Camelia Stanciu

Nonlinear Thermodynamic Analysis and Optimization of a Carnot Engine Cycle

As part of the efforts to unify the various branches of Irreversible Thermodynamics, the proposed work reconsiders the approach of the Carnot engine taking into account the finite physical dimensions (heat transfer conductances) and the finite speed of the piston. The models introduce the irreversibility of the engine by two methods involving different constraints. The first method introduces the irreversibility by a so-called irreversibility ratio in the entropy balance applied to the cycle, while in the second method it is emphasized by the entropy generation rate. Various forms of heat transfer laws are analyzed, but most of the results are given for the case of the linear law.
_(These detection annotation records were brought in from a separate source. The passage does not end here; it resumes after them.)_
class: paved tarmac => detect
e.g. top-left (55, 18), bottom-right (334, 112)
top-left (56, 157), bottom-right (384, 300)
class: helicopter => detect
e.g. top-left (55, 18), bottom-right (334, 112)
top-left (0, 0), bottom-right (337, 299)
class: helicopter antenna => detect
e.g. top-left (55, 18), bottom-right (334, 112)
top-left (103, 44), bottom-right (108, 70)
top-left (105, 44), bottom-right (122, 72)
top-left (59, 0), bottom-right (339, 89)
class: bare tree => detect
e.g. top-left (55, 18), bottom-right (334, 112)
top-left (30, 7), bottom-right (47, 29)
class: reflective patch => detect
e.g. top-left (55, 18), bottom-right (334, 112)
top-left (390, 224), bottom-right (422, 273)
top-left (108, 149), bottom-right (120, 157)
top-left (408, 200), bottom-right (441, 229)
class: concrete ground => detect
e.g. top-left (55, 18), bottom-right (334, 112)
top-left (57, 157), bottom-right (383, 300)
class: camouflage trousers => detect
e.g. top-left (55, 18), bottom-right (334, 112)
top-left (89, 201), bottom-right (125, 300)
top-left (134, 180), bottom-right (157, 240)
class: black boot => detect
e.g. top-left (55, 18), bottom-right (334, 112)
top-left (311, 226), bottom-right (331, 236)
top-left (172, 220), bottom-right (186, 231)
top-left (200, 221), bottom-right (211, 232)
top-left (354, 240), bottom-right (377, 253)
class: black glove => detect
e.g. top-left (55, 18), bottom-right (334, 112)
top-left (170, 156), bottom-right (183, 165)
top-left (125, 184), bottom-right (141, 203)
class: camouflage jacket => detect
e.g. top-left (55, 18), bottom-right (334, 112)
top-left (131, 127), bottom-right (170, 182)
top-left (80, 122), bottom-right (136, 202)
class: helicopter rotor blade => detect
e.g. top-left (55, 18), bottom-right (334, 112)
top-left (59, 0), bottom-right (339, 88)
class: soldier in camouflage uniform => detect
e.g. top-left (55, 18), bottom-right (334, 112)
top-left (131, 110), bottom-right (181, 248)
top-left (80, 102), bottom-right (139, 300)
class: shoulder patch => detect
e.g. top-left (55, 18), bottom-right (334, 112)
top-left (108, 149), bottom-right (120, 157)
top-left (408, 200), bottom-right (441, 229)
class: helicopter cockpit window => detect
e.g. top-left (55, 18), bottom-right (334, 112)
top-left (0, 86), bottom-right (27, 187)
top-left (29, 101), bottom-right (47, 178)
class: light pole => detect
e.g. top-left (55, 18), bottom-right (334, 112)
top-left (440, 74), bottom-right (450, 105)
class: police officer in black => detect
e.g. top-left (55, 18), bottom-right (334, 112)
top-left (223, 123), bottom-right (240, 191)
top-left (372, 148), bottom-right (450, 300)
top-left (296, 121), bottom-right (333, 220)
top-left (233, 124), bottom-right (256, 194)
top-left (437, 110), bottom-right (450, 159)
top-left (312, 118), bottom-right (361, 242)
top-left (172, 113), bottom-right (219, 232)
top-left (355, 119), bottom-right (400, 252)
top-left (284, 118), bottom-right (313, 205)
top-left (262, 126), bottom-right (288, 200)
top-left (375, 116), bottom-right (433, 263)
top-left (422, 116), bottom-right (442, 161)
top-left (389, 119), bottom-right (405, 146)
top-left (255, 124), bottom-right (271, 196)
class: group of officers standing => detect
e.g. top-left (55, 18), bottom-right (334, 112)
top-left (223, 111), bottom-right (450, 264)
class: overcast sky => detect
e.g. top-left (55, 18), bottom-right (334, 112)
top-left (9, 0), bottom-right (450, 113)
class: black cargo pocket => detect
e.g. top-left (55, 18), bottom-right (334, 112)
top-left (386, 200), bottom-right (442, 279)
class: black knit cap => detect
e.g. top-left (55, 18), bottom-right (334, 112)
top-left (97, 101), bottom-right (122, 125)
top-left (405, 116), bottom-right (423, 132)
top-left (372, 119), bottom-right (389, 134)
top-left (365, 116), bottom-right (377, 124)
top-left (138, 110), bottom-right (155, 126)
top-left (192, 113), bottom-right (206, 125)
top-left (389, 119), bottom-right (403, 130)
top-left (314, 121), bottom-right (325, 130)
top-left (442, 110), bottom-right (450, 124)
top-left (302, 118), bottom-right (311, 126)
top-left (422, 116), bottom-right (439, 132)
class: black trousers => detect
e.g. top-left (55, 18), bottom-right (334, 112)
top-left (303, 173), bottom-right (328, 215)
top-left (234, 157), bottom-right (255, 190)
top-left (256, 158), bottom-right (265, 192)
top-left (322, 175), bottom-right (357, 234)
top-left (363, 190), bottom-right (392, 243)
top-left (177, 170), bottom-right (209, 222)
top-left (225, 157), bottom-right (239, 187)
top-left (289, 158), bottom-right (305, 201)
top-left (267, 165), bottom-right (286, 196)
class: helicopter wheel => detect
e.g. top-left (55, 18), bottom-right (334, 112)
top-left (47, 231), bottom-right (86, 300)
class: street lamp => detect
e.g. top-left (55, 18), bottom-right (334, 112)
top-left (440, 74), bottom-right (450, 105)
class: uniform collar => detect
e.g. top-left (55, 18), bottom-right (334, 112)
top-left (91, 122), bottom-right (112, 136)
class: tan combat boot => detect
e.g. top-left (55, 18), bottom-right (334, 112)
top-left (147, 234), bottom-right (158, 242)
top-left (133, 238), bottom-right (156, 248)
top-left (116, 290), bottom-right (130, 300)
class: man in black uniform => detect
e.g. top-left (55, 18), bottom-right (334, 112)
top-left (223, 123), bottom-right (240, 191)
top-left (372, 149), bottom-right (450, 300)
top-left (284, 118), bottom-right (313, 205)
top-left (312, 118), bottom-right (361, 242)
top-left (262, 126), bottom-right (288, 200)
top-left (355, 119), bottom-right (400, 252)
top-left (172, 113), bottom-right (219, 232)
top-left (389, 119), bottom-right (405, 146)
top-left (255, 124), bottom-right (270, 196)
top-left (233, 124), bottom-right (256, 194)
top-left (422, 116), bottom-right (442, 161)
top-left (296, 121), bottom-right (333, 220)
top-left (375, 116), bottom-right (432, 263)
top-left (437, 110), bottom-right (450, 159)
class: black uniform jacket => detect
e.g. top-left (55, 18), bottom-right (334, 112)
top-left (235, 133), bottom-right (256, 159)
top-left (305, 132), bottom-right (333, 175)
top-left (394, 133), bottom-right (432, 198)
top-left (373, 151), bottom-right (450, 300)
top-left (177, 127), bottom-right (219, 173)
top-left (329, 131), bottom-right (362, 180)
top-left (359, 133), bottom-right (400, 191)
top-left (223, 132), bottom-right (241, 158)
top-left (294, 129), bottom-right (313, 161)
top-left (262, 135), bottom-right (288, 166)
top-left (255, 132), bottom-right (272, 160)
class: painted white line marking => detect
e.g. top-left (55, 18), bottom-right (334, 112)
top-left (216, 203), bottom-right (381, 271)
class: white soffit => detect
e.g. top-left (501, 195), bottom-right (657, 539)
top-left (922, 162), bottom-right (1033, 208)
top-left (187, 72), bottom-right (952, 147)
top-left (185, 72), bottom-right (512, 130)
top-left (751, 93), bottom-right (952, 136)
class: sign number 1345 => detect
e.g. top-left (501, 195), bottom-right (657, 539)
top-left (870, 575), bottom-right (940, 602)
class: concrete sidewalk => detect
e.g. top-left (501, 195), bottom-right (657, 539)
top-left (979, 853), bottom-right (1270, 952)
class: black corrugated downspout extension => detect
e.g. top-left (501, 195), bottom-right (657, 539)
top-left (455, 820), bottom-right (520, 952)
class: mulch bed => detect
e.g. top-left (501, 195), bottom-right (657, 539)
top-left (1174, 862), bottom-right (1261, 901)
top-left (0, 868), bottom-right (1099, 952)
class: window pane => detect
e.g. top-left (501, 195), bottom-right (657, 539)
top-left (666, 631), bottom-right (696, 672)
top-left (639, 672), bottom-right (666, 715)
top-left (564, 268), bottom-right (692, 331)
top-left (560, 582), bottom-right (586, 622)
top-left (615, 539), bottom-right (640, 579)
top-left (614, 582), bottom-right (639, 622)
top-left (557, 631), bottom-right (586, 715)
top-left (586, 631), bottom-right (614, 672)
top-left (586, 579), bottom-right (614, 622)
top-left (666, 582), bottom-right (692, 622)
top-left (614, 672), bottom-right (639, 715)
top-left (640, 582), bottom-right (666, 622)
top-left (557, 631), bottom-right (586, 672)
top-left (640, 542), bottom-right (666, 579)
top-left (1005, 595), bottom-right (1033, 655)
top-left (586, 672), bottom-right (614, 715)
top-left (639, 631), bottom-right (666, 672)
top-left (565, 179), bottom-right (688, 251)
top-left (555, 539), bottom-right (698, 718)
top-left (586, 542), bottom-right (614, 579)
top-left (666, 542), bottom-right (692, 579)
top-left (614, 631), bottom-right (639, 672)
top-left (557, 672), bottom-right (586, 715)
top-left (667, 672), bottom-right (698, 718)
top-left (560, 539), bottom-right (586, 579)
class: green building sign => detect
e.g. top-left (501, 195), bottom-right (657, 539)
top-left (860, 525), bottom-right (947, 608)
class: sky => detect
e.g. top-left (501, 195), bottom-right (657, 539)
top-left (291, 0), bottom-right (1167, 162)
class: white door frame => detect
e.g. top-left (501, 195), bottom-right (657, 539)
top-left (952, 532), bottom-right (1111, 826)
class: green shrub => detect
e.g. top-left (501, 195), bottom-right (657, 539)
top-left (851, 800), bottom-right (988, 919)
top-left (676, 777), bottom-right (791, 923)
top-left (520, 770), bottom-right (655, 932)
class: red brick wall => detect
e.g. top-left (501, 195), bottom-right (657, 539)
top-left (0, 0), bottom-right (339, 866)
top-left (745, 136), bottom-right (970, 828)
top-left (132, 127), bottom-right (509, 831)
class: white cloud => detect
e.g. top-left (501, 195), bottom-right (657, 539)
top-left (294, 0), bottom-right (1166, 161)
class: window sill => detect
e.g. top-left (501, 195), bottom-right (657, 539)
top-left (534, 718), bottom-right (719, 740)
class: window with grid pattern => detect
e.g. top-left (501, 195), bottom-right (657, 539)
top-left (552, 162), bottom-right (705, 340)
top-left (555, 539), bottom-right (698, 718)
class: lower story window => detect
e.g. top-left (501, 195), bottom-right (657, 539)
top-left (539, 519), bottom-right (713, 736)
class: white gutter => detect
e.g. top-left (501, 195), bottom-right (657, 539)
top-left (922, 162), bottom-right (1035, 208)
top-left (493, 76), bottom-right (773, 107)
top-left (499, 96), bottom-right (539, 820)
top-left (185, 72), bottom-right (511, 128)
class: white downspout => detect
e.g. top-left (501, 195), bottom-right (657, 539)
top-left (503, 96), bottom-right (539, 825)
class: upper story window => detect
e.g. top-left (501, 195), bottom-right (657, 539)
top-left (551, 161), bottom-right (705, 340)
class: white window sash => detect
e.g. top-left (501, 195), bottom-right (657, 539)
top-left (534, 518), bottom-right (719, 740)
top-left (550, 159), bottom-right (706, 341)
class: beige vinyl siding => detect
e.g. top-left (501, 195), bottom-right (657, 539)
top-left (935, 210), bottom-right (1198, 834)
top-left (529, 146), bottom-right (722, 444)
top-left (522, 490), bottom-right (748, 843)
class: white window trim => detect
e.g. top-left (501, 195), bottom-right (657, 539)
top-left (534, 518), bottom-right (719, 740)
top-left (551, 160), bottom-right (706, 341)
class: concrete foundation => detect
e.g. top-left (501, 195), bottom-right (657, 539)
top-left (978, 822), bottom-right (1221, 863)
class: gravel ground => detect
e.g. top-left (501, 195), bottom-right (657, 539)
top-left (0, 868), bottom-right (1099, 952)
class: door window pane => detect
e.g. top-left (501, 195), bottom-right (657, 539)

Also, individual cases are studied and reported in order to provide a simple analytical form of the results. The engine model developed allowed a formal optimization using the calculus of variations.

Maximum Exergetic Efficiency Operation of a Solar Powered H2O-LiBr Absorption Cooling System

A solar driven cooling system consisting of a single effect H2O-LiBr absorbtion cooling module (ACS), a parabolic trough collector (PTC), and a storage tank (ST) module is analyzed during one full day operation. The pressurized water is used to transfer heat from PTC to ST and to feed the ACS desorber. The system is constrained to operate at the maximum ACS exergetic efficiency, under a time dependent cooling load computed on 15 July for a one storey house located near Bucharest, Romania. To set up the solar assembly, two commercial PTCs were selected, namely PT1-IST and PTC 1800 Solitem, and a single unit ST was initially considered. The mathematical model, relying on the energy balance equations, was coded under Engineering Equation Solver (EES) environment. The solar data were obtained from the Meteonorm database. The numerical simulations proved that the system cannot cover the imposed cooling load all day long, due to the large variation of water temperature inside the ST. By splitting the ST into two units, the results revealed that the PT1-IST collector only drives the ACS between 9 am and 4:30 pm, while the PTC 1800 one covers the entire cooling period (9 am–6 pm) for optimum ST capacities of 90 kg / 90 kg and 90 kg / 140 kg, respectively.

Concepts and fundamental equations in Thermodynamics with Finite Speed

This paper presents the basic concepts and fundamental equations of the Thermodynamics with Finite Speed (TFS) resulted by the systematically study of the thermal reciprocating machine in relation with the piston finite speed and thermal molecular speed measured in the considered thermodynamic system. These concepts are based on the idea that any propagation of the interaction in the thermodynamic systems of finite dimensions is achieved by finite speeds: (1) - piston speed, (2) - average speed of the gas molecules inside the cylinder. A specific approach (scheme of calculation) for non-equilibrium (irreversible) thermodynamic processes is developed within TFS in order to find the fundamental equations appropriate for Optimizing Efficiency or COP and Power of thermal reciprocating machines. Analytical equations for all 5 irreversible thermodynamic processes in gases (isometric, isothermal, isobaric, adiabatic, polytropic) are deduced by integration of the combined First and Second Laws equation for processes with Finite Speed. This paper is limited to Irreversible Processes with Finite Speed, without taking into account the Friction and Throttling effects. It also notes the main moments in the development of TFS that led to these concepts and fundamental equations.

Analysis of a flat plate collector for hot water domestic use - a sensitivity study

The paper presents the study of a flat plate collector (FPC) used to heat water for domestic use in stationary operation. A comparison is provided between the cases of constant and time-dependent water circuit, in clear sky conditions. Numerical results emphasize the hot water temperature obtained with a given FPC area for a certain value of the mass flow rate. Imposing both the mass flow rate and hot water temperature, the minimum required area of the FPC can be determined. The computations are based on energy and mass balance equations. Steady state is obtained after three days of continuous operation.

Performances Evaluation for a Reversed Quasi-Carnot Cycle (Refrigeration Machine) by Using the Direct Method from Finite Speed Thermodynamics

The Direct Method from Finite Speed Thermodynamics is used in order to Determine in a complete analytical format of the COP and consumed Power of a Reversed Cvasi-Carnot Cycle (Refrigeration Machine with vapor) taking into account internal irreversibility generate by: Finite Speed, Friction, Throttling and Internal Heat Loses.